Recently I was chatting with a friend who was fresh from her 50th high school reunion. She went on enthusiastically about her encounters with 12 classmates who had ventured back to their small private school. Then she cocked her head toward me. "Look," she said with a smile, "at my earrings."

They were beautiful. But what amused my friend was that they had been made by a classmate who was a jeweler - the same one who had been told by her art teacher 50-plus years ago that she had little talent.

My friend had heard something similar in high school. Though she was an accomplished musician at a young age, her teacher announced that she had merely a "pleasant" talent for the piano - and her family's view of her skills was adjusted accordingly. Yet she too went on to a have a successful career, performing and working with first-class musicians.

The words of a teacher are a powerful thing. Teachers might question that sometimes, complaining that their views are frequently overridden or that parents often side with children when a problem arises between student and teacher. They might point out that pressure to give good grades or syrupy recommendations to poor performers keeps many a teacher from ever putting too negative a word on paper.

Empty words, of course, don't help anyone.
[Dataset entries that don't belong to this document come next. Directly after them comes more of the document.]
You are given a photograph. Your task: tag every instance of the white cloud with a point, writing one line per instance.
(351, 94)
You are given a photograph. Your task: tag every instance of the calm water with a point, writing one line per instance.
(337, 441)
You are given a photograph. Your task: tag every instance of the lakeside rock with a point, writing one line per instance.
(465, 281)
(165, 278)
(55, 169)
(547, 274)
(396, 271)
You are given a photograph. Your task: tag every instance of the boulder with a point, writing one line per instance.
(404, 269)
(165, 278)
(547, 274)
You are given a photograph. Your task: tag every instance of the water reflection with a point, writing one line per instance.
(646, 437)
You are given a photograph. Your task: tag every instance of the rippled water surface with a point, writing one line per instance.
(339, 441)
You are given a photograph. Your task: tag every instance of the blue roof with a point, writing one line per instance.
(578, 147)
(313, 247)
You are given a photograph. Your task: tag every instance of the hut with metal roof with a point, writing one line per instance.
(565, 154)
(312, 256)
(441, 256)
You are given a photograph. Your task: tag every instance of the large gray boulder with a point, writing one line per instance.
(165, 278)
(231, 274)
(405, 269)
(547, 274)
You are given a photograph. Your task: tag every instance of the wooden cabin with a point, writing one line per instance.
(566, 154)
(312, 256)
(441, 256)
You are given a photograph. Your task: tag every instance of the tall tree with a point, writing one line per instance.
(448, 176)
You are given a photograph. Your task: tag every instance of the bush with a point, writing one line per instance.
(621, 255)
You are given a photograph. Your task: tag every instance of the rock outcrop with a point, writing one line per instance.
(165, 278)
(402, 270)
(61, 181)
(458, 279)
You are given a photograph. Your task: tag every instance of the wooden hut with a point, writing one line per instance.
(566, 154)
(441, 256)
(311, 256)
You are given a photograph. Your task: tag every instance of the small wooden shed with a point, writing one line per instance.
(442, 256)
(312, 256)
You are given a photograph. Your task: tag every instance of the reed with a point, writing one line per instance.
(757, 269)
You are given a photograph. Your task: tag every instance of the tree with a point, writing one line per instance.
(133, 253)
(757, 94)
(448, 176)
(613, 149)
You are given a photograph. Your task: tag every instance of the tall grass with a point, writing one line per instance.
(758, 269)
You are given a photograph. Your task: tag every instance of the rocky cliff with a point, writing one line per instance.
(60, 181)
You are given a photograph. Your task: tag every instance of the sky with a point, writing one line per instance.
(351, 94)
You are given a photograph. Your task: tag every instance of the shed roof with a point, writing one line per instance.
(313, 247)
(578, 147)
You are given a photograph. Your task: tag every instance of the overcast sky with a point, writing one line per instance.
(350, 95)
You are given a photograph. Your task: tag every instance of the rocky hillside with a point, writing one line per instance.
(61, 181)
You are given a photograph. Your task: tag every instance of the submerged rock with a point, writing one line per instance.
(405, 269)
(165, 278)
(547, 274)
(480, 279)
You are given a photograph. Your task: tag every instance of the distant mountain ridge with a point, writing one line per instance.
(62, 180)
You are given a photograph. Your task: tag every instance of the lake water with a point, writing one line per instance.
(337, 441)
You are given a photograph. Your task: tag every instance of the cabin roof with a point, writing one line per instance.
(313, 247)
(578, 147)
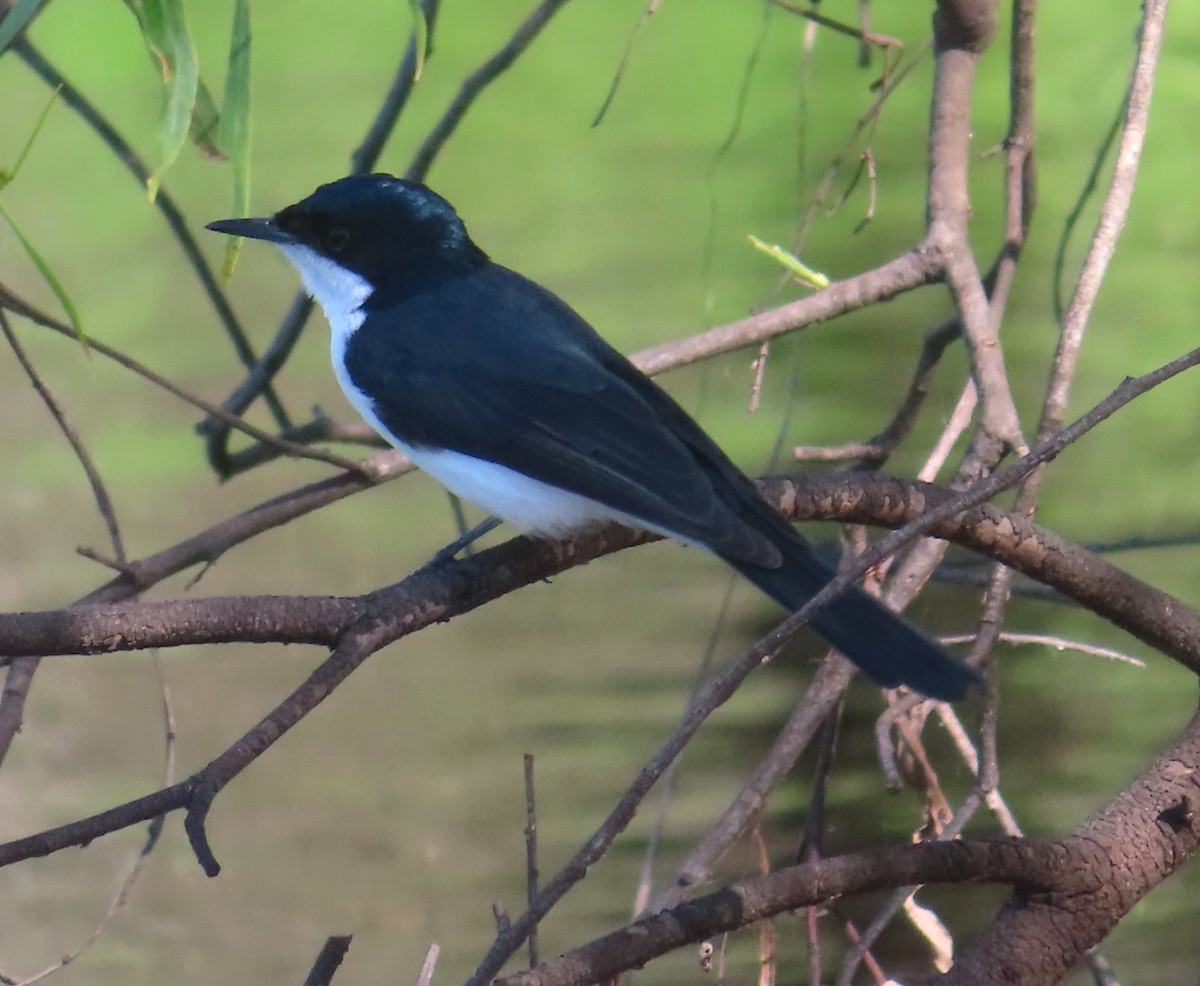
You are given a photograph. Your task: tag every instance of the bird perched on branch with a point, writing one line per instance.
(498, 389)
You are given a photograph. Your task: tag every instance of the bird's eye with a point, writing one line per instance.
(337, 239)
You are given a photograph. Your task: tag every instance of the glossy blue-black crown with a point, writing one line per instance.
(378, 226)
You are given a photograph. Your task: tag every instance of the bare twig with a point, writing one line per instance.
(1024, 863)
(328, 960)
(15, 304)
(99, 491)
(475, 83)
(531, 853)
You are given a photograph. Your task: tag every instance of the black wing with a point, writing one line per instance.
(495, 366)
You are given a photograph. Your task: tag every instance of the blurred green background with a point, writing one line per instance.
(395, 812)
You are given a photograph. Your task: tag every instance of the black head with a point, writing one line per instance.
(377, 226)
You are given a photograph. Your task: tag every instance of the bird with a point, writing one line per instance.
(498, 389)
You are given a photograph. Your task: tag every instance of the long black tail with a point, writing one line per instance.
(880, 642)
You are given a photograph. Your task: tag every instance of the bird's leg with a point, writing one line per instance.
(449, 552)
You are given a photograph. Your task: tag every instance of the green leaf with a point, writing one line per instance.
(233, 136)
(205, 124)
(420, 37)
(17, 18)
(9, 174)
(805, 274)
(48, 276)
(165, 31)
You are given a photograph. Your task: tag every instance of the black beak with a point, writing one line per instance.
(253, 229)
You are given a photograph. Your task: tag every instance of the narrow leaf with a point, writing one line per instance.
(9, 174)
(165, 31)
(233, 136)
(420, 37)
(791, 262)
(17, 18)
(47, 275)
(205, 124)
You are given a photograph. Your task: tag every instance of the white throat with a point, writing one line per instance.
(526, 503)
(341, 293)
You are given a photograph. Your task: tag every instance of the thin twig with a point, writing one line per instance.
(531, 852)
(163, 203)
(329, 960)
(475, 83)
(15, 304)
(99, 491)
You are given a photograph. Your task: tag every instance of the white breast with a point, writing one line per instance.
(528, 504)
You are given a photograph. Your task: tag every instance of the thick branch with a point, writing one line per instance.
(1015, 861)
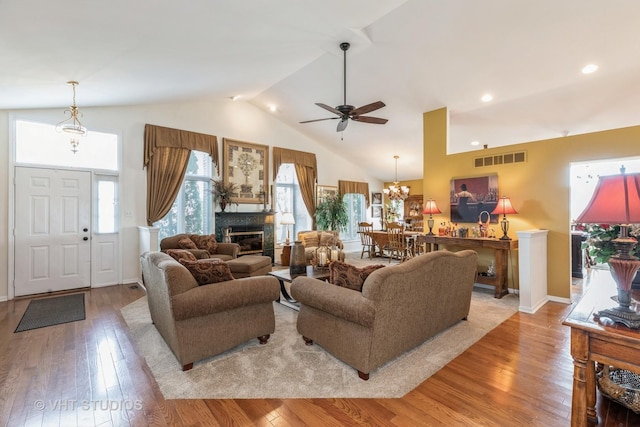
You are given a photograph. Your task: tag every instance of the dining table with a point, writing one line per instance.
(381, 238)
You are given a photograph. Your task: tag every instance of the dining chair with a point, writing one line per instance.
(397, 241)
(368, 244)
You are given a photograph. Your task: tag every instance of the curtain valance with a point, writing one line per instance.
(345, 187)
(284, 155)
(158, 136)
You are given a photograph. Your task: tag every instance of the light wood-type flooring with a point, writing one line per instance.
(88, 373)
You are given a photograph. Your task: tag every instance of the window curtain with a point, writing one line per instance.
(166, 155)
(306, 171)
(345, 187)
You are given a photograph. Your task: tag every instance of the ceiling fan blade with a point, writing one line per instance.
(367, 108)
(326, 107)
(319, 120)
(343, 124)
(366, 119)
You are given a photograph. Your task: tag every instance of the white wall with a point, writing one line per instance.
(223, 118)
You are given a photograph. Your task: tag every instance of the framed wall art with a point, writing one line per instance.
(376, 198)
(246, 165)
(322, 191)
(473, 197)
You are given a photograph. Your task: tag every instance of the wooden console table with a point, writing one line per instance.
(597, 340)
(501, 248)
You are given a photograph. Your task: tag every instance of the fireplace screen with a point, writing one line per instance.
(251, 242)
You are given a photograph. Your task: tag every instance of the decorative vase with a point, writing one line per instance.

The self-esteem movement, after all, degenerated into frequent praise for students regardless of achievement, and has been tossed aside in favor of a focus on pride that stems from meeting concrete goals.

But even as teachers struggle against what many see as a critical tide, there's still no shortage of evidence that their words can carry great weight - and can influence a child's direction. Few of us have trouble remembering a teacher whose words made a difference. Just ask some of the children at a public school that opened last year in Boston, who said they liked the school because the teachers offered a brighter picture of the future than did those in their former schools. Or talk with those women at the reunion who, even now, think it would be kind of nice if they could tell their teachers that they did well, after all.